DiBello said the group never sets out to prove that a property is haunted, but that it isn’t haunted. And though he doesn’t want to divulge too many of the group’s findings at the mansion before Conti’s mini-documentary is released, the ones shared on its Facebook page hint at two eventful nights. An SLS camera, which uses an infrared grid to detect movements invisible to the naked eye, captured what DiBello believes is a tall figure. Another clip shows two figures in a hallway. But perhaps the best evidence the group has released thus far is audio.
In the basement, two Soul Searchers attempted to communicate with what they believed was a presence there.
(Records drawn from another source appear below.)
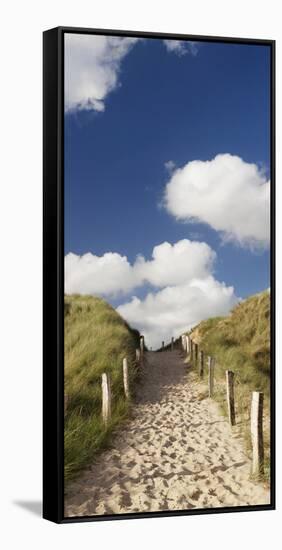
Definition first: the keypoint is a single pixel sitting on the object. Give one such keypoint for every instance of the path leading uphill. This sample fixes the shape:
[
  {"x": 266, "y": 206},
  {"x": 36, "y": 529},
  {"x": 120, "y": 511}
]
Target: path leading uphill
[{"x": 176, "y": 452}]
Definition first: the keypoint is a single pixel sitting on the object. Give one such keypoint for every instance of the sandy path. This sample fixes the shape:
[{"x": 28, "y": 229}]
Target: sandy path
[{"x": 176, "y": 452}]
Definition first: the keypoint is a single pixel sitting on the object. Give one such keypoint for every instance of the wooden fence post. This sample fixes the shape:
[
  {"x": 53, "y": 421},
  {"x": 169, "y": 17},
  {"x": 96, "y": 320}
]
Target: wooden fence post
[
  {"x": 196, "y": 347},
  {"x": 106, "y": 398},
  {"x": 257, "y": 433},
  {"x": 66, "y": 398},
  {"x": 125, "y": 378},
  {"x": 191, "y": 350},
  {"x": 188, "y": 345},
  {"x": 230, "y": 396},
  {"x": 211, "y": 375},
  {"x": 142, "y": 345},
  {"x": 201, "y": 364}
]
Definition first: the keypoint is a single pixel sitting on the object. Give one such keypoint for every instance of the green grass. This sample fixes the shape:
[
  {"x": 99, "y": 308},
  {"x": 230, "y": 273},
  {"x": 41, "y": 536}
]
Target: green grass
[
  {"x": 241, "y": 342},
  {"x": 96, "y": 341}
]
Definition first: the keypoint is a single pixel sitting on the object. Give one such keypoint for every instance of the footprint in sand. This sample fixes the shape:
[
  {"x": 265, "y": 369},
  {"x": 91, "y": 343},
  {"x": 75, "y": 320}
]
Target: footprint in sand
[{"x": 176, "y": 452}]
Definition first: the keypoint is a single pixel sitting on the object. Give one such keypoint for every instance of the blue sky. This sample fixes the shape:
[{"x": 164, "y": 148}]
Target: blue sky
[{"x": 164, "y": 105}]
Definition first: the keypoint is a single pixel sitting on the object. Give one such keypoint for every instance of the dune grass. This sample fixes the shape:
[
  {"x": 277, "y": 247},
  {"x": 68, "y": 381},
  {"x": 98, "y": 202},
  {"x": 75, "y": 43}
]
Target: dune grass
[
  {"x": 241, "y": 342},
  {"x": 96, "y": 341}
]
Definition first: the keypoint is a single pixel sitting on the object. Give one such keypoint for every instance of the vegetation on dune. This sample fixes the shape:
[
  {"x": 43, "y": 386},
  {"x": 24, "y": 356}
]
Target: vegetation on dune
[
  {"x": 241, "y": 342},
  {"x": 96, "y": 341}
]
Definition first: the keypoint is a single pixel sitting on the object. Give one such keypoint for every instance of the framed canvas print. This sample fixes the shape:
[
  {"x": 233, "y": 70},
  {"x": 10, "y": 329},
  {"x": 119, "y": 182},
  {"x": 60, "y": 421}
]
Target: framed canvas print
[{"x": 159, "y": 175}]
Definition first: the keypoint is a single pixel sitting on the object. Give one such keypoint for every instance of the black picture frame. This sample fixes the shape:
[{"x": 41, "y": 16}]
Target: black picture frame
[{"x": 53, "y": 272}]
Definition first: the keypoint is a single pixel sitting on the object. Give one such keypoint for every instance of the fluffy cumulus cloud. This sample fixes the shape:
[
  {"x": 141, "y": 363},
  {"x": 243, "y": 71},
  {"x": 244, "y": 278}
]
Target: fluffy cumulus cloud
[
  {"x": 181, "y": 47},
  {"x": 92, "y": 65},
  {"x": 112, "y": 274},
  {"x": 174, "y": 309},
  {"x": 230, "y": 195},
  {"x": 186, "y": 290}
]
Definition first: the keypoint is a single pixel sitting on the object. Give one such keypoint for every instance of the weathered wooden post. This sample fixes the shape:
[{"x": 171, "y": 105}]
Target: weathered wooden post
[
  {"x": 106, "y": 398},
  {"x": 196, "y": 347},
  {"x": 125, "y": 378},
  {"x": 211, "y": 375},
  {"x": 66, "y": 398},
  {"x": 191, "y": 350},
  {"x": 201, "y": 364},
  {"x": 230, "y": 396},
  {"x": 142, "y": 345},
  {"x": 187, "y": 345},
  {"x": 257, "y": 433}
]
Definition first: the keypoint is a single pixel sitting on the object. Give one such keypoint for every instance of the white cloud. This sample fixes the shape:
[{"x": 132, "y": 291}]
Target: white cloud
[
  {"x": 187, "y": 292},
  {"x": 175, "y": 264},
  {"x": 112, "y": 274},
  {"x": 92, "y": 65},
  {"x": 230, "y": 195},
  {"x": 175, "y": 309},
  {"x": 182, "y": 47}
]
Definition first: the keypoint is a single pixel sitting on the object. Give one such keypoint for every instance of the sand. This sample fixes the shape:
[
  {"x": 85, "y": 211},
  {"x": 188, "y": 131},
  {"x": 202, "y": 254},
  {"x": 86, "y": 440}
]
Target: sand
[{"x": 176, "y": 452}]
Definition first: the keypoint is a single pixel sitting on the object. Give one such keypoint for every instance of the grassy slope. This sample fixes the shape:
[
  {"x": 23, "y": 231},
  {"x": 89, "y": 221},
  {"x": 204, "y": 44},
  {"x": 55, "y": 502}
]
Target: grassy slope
[
  {"x": 96, "y": 341},
  {"x": 241, "y": 342}
]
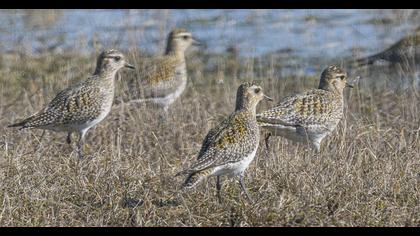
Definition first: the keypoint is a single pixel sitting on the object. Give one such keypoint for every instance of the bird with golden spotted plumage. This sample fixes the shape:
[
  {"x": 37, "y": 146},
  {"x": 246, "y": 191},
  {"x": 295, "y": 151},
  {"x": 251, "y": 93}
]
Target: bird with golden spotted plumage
[
  {"x": 83, "y": 105},
  {"x": 230, "y": 147},
  {"x": 310, "y": 116},
  {"x": 163, "y": 79}
]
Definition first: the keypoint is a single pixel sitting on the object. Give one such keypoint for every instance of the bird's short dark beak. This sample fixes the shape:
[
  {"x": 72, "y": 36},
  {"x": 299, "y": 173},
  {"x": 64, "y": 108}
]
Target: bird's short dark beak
[
  {"x": 197, "y": 42},
  {"x": 129, "y": 66},
  {"x": 268, "y": 98}
]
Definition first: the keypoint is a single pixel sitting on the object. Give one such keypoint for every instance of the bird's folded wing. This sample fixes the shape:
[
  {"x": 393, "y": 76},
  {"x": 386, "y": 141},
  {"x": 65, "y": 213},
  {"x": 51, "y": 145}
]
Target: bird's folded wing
[{"x": 157, "y": 78}]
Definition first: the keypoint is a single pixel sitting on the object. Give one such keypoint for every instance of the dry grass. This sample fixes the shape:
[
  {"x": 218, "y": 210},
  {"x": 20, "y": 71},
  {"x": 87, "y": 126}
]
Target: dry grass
[{"x": 367, "y": 173}]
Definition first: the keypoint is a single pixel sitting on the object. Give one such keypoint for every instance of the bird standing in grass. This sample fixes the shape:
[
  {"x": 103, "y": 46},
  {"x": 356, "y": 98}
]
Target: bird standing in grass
[
  {"x": 81, "y": 106},
  {"x": 310, "y": 116},
  {"x": 163, "y": 79},
  {"x": 230, "y": 147}
]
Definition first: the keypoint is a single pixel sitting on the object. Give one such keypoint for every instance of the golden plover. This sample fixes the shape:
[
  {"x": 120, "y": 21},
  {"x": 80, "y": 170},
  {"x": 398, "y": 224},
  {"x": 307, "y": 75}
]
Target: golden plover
[
  {"x": 164, "y": 79},
  {"x": 405, "y": 51},
  {"x": 229, "y": 148},
  {"x": 310, "y": 116},
  {"x": 81, "y": 106}
]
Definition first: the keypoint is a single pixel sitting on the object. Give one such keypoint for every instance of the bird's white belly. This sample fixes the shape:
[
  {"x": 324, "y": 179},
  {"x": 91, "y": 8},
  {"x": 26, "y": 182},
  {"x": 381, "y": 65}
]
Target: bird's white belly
[
  {"x": 236, "y": 168},
  {"x": 106, "y": 108},
  {"x": 170, "y": 98}
]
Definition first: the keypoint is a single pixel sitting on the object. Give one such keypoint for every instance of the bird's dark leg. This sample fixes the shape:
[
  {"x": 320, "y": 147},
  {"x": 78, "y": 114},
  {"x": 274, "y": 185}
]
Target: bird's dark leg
[
  {"x": 219, "y": 188},
  {"x": 68, "y": 140},
  {"x": 267, "y": 142},
  {"x": 241, "y": 182}
]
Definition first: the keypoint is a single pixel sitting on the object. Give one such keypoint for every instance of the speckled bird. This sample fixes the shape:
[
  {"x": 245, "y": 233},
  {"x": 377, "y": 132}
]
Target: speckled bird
[
  {"x": 163, "y": 79},
  {"x": 310, "y": 116},
  {"x": 406, "y": 51},
  {"x": 230, "y": 147},
  {"x": 83, "y": 105}
]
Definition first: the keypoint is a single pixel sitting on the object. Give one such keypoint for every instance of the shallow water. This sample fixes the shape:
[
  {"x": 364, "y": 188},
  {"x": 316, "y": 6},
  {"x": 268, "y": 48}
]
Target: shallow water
[{"x": 306, "y": 33}]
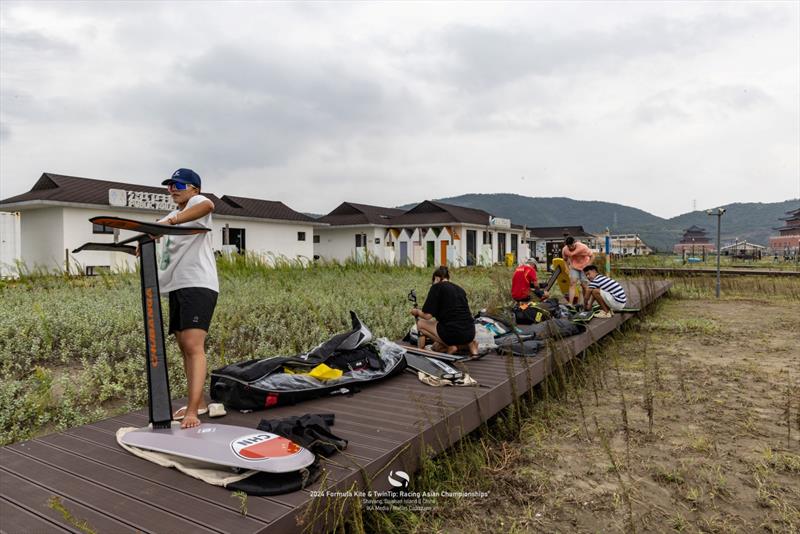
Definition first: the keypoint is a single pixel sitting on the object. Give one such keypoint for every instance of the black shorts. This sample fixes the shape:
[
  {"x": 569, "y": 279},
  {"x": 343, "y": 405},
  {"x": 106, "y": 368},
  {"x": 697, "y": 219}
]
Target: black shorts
[
  {"x": 191, "y": 307},
  {"x": 456, "y": 333}
]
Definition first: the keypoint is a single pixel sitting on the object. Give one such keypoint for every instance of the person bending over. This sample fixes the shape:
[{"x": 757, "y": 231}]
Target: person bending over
[
  {"x": 188, "y": 273},
  {"x": 445, "y": 317},
  {"x": 605, "y": 291},
  {"x": 525, "y": 281},
  {"x": 578, "y": 256}
]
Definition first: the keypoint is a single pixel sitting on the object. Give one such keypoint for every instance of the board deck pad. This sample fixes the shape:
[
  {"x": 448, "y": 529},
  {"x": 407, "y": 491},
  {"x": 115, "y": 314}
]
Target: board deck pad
[
  {"x": 408, "y": 347},
  {"x": 146, "y": 227},
  {"x": 432, "y": 367},
  {"x": 226, "y": 445}
]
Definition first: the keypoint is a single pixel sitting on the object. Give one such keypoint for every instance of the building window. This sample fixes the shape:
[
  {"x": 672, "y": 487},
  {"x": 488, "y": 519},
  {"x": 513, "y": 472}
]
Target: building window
[{"x": 101, "y": 229}]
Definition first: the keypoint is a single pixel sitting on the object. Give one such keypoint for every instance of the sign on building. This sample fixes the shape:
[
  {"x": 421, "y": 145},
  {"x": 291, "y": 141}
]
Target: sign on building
[
  {"x": 499, "y": 222},
  {"x": 140, "y": 199}
]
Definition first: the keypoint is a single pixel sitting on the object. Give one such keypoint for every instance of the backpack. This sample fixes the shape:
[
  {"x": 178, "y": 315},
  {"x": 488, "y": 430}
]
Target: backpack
[
  {"x": 277, "y": 381},
  {"x": 530, "y": 313}
]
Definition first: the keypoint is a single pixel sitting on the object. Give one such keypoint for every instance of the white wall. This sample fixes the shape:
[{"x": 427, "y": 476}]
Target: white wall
[
  {"x": 10, "y": 251},
  {"x": 268, "y": 238},
  {"x": 340, "y": 243},
  {"x": 42, "y": 238}
]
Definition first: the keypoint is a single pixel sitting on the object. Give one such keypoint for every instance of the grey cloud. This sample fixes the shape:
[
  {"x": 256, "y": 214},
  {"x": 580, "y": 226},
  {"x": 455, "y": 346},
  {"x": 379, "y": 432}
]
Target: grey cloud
[
  {"x": 713, "y": 103},
  {"x": 30, "y": 41},
  {"x": 239, "y": 110}
]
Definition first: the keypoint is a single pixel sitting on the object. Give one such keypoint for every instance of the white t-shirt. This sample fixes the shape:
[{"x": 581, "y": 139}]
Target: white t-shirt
[{"x": 188, "y": 260}]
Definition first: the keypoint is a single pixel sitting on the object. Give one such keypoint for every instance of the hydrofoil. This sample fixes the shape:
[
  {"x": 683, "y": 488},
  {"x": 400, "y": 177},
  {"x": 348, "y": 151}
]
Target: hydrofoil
[{"x": 225, "y": 445}]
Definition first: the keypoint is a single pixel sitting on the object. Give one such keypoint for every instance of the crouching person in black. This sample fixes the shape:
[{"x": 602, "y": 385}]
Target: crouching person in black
[{"x": 445, "y": 317}]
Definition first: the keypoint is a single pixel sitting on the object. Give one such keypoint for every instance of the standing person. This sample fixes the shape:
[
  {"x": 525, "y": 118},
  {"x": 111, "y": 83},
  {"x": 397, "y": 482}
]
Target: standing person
[
  {"x": 525, "y": 280},
  {"x": 188, "y": 273},
  {"x": 578, "y": 256},
  {"x": 445, "y": 317},
  {"x": 605, "y": 291}
]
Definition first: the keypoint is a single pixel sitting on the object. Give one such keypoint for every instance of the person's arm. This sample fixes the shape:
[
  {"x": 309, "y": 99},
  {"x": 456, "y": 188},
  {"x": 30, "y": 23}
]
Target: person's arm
[
  {"x": 199, "y": 210},
  {"x": 419, "y": 314}
]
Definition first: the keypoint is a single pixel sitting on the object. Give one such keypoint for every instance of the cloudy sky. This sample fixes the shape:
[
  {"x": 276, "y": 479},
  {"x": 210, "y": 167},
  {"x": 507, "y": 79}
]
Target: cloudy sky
[{"x": 650, "y": 104}]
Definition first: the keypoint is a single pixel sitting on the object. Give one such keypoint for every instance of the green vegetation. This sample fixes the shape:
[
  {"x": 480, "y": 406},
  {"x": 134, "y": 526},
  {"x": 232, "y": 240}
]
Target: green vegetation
[{"x": 71, "y": 347}]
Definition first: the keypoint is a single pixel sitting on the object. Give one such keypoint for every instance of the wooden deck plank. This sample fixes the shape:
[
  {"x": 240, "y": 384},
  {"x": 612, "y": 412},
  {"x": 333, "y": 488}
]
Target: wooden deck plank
[
  {"x": 16, "y": 519},
  {"x": 118, "y": 458},
  {"x": 170, "y": 502},
  {"x": 116, "y": 503},
  {"x": 35, "y": 499}
]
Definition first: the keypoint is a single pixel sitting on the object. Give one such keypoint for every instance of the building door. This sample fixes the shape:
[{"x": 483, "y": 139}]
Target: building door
[
  {"x": 501, "y": 247},
  {"x": 236, "y": 237},
  {"x": 472, "y": 247},
  {"x": 515, "y": 246},
  {"x": 430, "y": 253}
]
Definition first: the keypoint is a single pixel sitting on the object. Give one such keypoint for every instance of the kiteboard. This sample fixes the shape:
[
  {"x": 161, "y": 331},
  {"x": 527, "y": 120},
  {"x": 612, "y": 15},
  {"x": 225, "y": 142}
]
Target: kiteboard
[
  {"x": 408, "y": 347},
  {"x": 226, "y": 445}
]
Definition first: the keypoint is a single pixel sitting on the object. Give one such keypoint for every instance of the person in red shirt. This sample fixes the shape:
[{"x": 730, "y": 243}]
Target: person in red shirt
[{"x": 524, "y": 280}]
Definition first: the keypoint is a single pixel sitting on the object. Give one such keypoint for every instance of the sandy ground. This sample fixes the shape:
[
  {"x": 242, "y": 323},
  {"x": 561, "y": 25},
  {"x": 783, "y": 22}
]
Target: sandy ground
[{"x": 721, "y": 382}]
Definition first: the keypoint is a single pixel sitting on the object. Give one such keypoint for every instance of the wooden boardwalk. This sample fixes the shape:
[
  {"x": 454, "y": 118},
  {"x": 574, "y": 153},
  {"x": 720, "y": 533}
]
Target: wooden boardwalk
[{"x": 387, "y": 425}]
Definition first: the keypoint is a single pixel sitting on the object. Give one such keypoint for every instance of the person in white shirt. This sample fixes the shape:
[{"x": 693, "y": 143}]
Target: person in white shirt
[{"x": 187, "y": 271}]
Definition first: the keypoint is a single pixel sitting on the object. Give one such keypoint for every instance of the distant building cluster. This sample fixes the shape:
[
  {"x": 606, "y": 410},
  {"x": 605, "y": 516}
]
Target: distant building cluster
[{"x": 787, "y": 242}]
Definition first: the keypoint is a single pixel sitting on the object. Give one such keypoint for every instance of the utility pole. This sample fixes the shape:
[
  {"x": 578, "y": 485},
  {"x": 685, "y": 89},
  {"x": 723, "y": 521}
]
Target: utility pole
[{"x": 718, "y": 214}]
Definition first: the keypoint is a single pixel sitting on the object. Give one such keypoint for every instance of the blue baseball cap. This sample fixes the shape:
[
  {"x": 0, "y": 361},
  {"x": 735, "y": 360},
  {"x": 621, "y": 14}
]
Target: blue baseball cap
[{"x": 184, "y": 176}]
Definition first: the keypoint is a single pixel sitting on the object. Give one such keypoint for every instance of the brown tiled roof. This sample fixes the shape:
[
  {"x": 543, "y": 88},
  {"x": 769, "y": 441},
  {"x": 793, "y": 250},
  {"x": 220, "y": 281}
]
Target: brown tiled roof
[
  {"x": 433, "y": 212},
  {"x": 550, "y": 232},
  {"x": 59, "y": 188},
  {"x": 266, "y": 209},
  {"x": 350, "y": 213}
]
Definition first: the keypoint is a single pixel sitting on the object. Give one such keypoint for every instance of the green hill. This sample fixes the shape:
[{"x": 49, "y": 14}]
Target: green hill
[{"x": 752, "y": 221}]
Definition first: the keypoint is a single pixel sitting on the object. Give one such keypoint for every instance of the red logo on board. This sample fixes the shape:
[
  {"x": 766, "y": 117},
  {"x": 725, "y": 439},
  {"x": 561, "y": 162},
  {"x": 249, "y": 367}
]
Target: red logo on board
[{"x": 263, "y": 446}]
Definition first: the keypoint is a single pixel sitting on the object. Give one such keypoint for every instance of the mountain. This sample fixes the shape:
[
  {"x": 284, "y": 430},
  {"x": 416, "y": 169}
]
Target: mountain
[{"x": 753, "y": 221}]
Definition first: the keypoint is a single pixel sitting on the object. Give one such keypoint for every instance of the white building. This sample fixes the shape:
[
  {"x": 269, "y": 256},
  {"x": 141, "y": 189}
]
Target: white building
[
  {"x": 55, "y": 213},
  {"x": 356, "y": 231},
  {"x": 429, "y": 234}
]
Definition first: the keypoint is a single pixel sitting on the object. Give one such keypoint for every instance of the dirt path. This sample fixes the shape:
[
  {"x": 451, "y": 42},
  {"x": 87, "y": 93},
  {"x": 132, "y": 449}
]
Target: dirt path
[{"x": 721, "y": 381}]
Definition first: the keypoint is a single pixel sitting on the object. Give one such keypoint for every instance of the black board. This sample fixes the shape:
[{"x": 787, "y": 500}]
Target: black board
[{"x": 145, "y": 227}]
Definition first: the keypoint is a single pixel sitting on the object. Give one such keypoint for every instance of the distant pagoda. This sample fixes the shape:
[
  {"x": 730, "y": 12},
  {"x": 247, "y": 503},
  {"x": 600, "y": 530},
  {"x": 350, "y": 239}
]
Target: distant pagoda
[
  {"x": 788, "y": 238},
  {"x": 694, "y": 241}
]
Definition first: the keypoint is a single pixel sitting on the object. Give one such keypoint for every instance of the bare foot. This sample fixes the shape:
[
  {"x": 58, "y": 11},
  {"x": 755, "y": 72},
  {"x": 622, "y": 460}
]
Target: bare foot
[{"x": 190, "y": 421}]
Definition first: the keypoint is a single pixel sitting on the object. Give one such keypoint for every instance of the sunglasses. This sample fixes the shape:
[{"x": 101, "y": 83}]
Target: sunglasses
[{"x": 177, "y": 186}]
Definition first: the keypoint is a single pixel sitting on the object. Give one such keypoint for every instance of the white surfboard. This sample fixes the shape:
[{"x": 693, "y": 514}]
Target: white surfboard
[{"x": 231, "y": 446}]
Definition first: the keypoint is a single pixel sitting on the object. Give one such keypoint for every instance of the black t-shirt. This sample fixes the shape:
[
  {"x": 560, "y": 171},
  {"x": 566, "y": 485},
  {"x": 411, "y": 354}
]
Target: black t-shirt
[{"x": 447, "y": 302}]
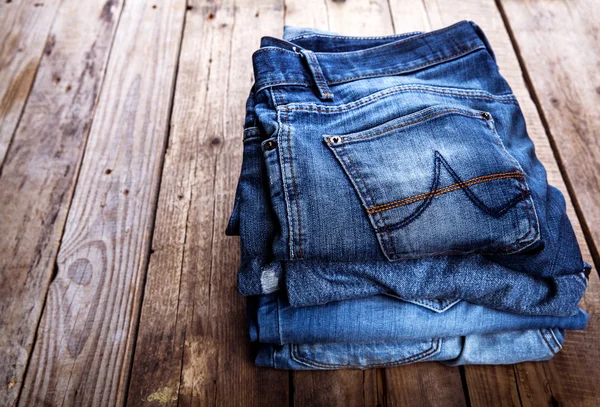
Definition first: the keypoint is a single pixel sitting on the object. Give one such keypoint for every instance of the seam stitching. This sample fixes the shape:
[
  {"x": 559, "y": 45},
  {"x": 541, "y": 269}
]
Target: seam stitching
[
  {"x": 467, "y": 94},
  {"x": 414, "y": 358},
  {"x": 450, "y": 188},
  {"x": 385, "y": 228}
]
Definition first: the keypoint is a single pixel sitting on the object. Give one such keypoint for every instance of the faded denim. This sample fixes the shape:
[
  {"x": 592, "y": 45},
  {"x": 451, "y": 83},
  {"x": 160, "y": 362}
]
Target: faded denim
[
  {"x": 382, "y": 318},
  {"x": 416, "y": 179},
  {"x": 492, "y": 349},
  {"x": 397, "y": 165}
]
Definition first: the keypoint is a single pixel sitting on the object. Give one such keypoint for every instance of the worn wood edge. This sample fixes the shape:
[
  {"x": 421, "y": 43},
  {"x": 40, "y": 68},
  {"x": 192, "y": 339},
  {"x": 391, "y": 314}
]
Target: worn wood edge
[
  {"x": 90, "y": 371},
  {"x": 529, "y": 390},
  {"x": 55, "y": 184},
  {"x": 16, "y": 77},
  {"x": 580, "y": 357},
  {"x": 554, "y": 140}
]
After they asked if that’s where the presence died, a man’s voice can be heard saying “yeah.” And near the basement stairs, the group captured another instance of what DiBello called electronic voice phenomena — an agonized man yelling, “Will somebody help me?”
“It’s clear as day,” DiBello said of the clips. “To us, that was pretty cool.”
The Soul Searchers founder believes the man could be Vernon Dewey, husband of Virginia (Pastushan) Dewey, who sold the Auburn Castle to Connelly. Vernon passed away in 2001 after a heart attack at the home, DiBello said. More than a century earlier, the first lady of the house, Jeanie (McAllister) Laurie, also passed away there after a flu-like illness. The mansion was built for her husband, Auburn Woolen Mill Superintendent Samuel Laurie, to resemble the manors of his native Scotland. It would serve as the home of several subsequent superintendents before being bought by the Pastushan family.